38. This aspect of the evidence has been spoken to by P.W.4, one of the panchayatdars. Merely because P.W.4 is related to P.W.1, his evidence cannot be rejected, as he stated that he is related to the defendants also. Furthermore, the cutting of the trees as stated by P.Ws.1 and 4 has been sufficiently corroborated by the evidence of P.W.2, the Advocate Commissioner, who stated that the trees which were standing earlier were found cut when he visited second time.
39. Much was said about Exs.B1 and B2. But in my view, Exs.B1 and B2 would not be relevant to decide the issue which is raised in this Court. Similarly, the evidence of D.W.1 does not inspire confidence, in view of various infirmities pointed out by the lower appellate Court. Furthermore, the evidence of D.W.2 also is of no use for the defendants, as he himself would state that the suit cart track is in existence for the past 40 years. He would also admit that the first defendant is his son-in-law and he has married the daughter of P.W.1's elder brother. In such a circumstance, his evidence would not in any way help the case of the defendants.
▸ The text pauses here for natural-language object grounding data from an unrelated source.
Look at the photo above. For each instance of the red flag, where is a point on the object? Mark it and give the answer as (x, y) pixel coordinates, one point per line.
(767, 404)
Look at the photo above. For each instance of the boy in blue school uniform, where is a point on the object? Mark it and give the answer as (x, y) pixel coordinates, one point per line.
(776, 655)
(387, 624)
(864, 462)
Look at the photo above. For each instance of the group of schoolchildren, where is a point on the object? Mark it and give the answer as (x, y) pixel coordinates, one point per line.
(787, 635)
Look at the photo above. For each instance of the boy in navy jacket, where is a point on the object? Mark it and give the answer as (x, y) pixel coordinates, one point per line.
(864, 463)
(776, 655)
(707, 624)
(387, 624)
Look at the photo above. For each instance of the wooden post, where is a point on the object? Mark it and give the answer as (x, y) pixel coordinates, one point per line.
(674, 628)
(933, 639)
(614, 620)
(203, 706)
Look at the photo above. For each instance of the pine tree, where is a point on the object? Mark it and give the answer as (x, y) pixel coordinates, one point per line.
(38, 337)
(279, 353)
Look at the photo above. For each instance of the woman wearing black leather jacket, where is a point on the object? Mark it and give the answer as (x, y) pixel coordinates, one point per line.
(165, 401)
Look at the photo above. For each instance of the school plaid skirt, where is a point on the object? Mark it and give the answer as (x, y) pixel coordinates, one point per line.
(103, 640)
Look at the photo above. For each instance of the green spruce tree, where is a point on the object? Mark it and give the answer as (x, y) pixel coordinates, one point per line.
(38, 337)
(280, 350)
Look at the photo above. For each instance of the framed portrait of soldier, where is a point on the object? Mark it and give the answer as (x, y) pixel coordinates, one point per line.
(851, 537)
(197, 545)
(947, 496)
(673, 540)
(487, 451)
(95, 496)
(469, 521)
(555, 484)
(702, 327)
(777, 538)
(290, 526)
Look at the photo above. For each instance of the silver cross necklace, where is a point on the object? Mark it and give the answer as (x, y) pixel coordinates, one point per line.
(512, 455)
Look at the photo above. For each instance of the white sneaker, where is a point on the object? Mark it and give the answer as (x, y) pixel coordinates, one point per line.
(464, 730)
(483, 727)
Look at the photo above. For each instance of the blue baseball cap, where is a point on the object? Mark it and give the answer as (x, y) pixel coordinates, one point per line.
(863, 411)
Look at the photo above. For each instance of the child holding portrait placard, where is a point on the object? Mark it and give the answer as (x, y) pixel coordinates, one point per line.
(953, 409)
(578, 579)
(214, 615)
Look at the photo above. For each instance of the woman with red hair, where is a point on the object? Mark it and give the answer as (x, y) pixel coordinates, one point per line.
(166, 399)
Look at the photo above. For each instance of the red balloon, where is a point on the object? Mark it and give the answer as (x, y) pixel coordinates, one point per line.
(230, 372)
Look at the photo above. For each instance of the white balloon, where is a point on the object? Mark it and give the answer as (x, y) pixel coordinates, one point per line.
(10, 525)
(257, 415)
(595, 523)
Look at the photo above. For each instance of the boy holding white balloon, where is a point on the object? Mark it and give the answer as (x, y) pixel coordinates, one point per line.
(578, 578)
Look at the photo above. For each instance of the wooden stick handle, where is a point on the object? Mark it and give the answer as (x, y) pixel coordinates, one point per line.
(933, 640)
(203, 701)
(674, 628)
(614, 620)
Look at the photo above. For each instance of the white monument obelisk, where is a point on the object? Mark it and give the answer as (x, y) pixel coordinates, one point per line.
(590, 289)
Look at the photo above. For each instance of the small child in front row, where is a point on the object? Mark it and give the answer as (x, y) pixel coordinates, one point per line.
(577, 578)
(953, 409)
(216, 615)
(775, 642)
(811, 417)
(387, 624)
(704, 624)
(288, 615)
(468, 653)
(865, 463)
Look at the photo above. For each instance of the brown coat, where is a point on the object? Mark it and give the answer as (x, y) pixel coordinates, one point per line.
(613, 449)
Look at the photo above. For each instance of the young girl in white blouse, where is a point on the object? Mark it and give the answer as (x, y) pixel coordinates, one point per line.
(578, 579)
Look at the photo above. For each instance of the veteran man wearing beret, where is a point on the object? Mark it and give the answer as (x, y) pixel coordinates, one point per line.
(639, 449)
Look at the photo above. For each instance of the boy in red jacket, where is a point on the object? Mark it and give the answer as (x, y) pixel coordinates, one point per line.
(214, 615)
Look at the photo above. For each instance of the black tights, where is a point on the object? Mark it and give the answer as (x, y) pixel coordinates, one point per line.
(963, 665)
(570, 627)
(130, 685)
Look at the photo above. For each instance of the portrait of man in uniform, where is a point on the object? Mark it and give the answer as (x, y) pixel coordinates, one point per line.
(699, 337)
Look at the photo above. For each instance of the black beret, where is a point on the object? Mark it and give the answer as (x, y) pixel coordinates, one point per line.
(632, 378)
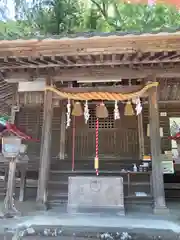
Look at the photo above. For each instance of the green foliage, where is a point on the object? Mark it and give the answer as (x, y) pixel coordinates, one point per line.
(54, 17)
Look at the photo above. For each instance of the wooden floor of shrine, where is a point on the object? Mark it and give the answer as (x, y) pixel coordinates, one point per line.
(61, 170)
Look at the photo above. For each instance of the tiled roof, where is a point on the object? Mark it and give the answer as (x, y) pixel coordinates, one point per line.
(85, 35)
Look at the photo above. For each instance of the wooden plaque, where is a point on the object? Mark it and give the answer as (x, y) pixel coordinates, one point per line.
(96, 194)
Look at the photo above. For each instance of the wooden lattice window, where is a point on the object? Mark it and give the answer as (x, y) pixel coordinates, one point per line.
(104, 123)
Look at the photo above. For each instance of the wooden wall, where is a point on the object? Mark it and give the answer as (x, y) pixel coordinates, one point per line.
(117, 139)
(172, 111)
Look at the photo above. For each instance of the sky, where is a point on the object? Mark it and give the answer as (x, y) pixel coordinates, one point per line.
(10, 4)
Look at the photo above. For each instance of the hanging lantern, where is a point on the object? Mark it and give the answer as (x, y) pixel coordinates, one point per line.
(116, 111)
(101, 111)
(86, 112)
(77, 109)
(68, 114)
(128, 111)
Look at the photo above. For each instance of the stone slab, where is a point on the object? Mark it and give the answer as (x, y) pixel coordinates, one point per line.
(95, 194)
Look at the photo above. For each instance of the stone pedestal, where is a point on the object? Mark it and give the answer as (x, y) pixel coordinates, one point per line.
(96, 195)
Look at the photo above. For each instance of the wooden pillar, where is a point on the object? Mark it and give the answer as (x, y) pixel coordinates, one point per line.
(45, 152)
(157, 173)
(9, 207)
(22, 187)
(141, 135)
(62, 133)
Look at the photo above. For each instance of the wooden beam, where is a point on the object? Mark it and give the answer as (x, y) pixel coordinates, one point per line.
(38, 64)
(116, 73)
(95, 73)
(92, 45)
(122, 89)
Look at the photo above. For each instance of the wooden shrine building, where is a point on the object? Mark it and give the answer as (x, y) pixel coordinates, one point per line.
(42, 76)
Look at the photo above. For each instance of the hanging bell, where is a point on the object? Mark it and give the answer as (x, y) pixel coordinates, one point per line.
(128, 111)
(77, 109)
(101, 111)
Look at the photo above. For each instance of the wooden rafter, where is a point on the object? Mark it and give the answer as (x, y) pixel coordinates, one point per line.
(96, 73)
(88, 60)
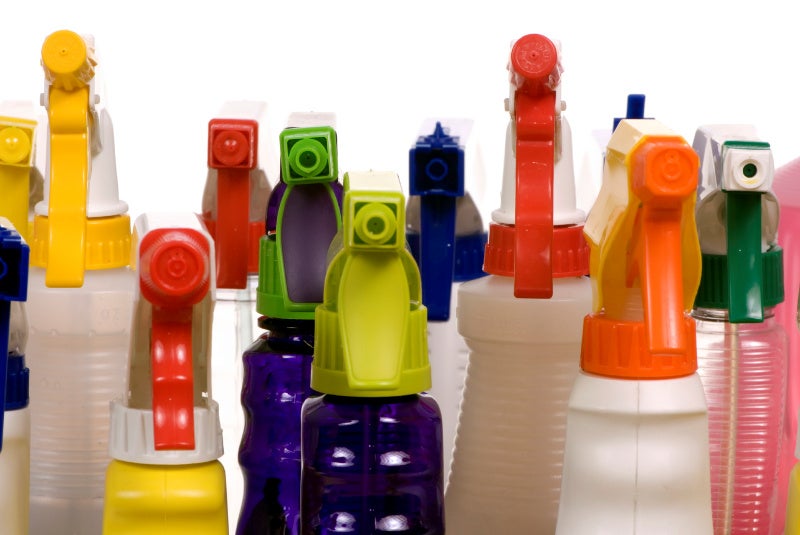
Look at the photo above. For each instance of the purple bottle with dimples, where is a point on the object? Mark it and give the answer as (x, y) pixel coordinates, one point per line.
(372, 444)
(303, 215)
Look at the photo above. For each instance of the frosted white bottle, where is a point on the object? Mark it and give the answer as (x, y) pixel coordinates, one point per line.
(506, 468)
(77, 351)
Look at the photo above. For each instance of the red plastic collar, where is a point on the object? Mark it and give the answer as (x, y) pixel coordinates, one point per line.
(173, 277)
(233, 152)
(569, 253)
40. Under those circumstances, the lower appellate Court on facts correctly concluded that the plaintiffs have established their prescriptive right of easement in the suit cart track which runs through both the lands, by showing their enjoyment for more than the statutory period and the said finding need not be disturbed by this Court by invoking Section 100 C.P.C., when there is no substantial question of law. Therefore, the second appeal is dismissed. No costs.